In our note last week, we discussed some of the challenges that Liz Truss will face as our new Prime Minister, and as part of a plan to address these challenges, the UK Chancellor Kwasi Kwarteng delivered an “emergency mini-budget” this morning. Within 30 announcements, the new government will attempt to boost Britain’s stalling economy and turn “the vicious cycle of stagnation into a virtuous cycle of growth”. Within this note we will address the main announcements made by the chancellor and their impacts.
Kwasi Kwarteng announced that the government will scrap the top tier 45% additional rate income tax and cut the basic rate by 1% next April. The decision to scrap the highest level of income tax, which affects around 600,000 people who earn over £150,000, is probably the boldest move from the government and will divide opinion.
In another controversial move the Chancellor confirmed that the bankers’ bonus cap, introduced in 2014 by EU legislation in the wake of the global financial crisis, is to be lifted, arguing the need to ensure the UK’s financial services sector, which makes up for a large portion of economic growth, remains competitive and attractive for talent and firms to carry out business in London, theoretically boosting the tax purse.
There will be a significant cut to the stamp duty payable on property purchases, effective immediately. The 2% rate has been scrapped permanently, moving the threshold at which stamp duty becomes payable up to £250,000. First time buyers have been specifically considered, with no stamp duty payable on the first £425,000 of a house purchase.
The UK government yields around £14 billion from stamp duty every year and the hope in giving some of this up is that it is spent by new homeowners on furnishings, white goods and renovation, moving cash through the economy and boosting growth.
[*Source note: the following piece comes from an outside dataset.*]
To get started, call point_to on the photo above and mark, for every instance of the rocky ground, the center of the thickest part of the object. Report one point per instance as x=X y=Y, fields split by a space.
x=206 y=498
As expected, the UK Chancellor announced that the planned increase in corporation tax from 19% to 25% next year has been cancelled. Additionally, the National Insurance rise will also be cancelled from November this year.
Mr Kwarteng also announced new “low-tax investment zones” that are aimed to attract businesses to locate themselves in 40 areas across the country through tax incentives. There will be no stamp duty to pay on newly occupied business premises implanting in these zones. Additionally, if a business hires a new employee within this tax zone, for the first £50,000 the employee earns, the employer will pay no national insurance.
The government laid out details regarding the announced Energy Price Guarantee. The scheme will cap the unit price that consumers pay for electricity and gas, limiting the average household bill to £2,500. They will also introduce an energy bills relief scheme for businesses, similar to households. Overall, the government’s energy package will cost £60 billion over the next six months.
Kwasi Kwarteng intends for the trend rate of growth in the UK to reach 2.5%, but also admitted this is not going to happen overnight. Yesterday, the Bank of England raised interest rates for the seventh consecutive time to 2.25%, an increase of 0.5%. This is the UK’s highest rate in 14 years. The central bank expects UK gross domestic product to contract by 0.1% in the third quarter of the year, marking a second consecutive negative quarter.
Economists see this budget as potentially working against what the Bank of England is trying to achieve: reducing inflation. Additionally, these measures are expected to increase government debt. As a result, sterling showed clear signs of nervousness amongst investors as it dropped against the US dollar during the budget this morning, hitting 1.106 at the time of writing.
Despite initial market reactions, Liz Truss’ tax cuts should benefit UK companies, which will incur a lower tax bill with the potential for increased consumer spending. However, there is no guarantee that these cuts will boost economic growth. A lower exchange rate means it is more expensive to import goods from abroad, a cost that will be passed on to the consumer and will feed into inflation, at least while the dust settles.
As mentioned last week, we hold a diverse allocation to UK equities, some of which we reduced earlier this year given the growth outlook. Whichever way the macro-economic factors move as a result of these policies, action to reduce the burden on UK firms will be welcomed by business, at least in the short term. It will remain to be seen how far these measures will go to boost growth and lighten recessionary prospects.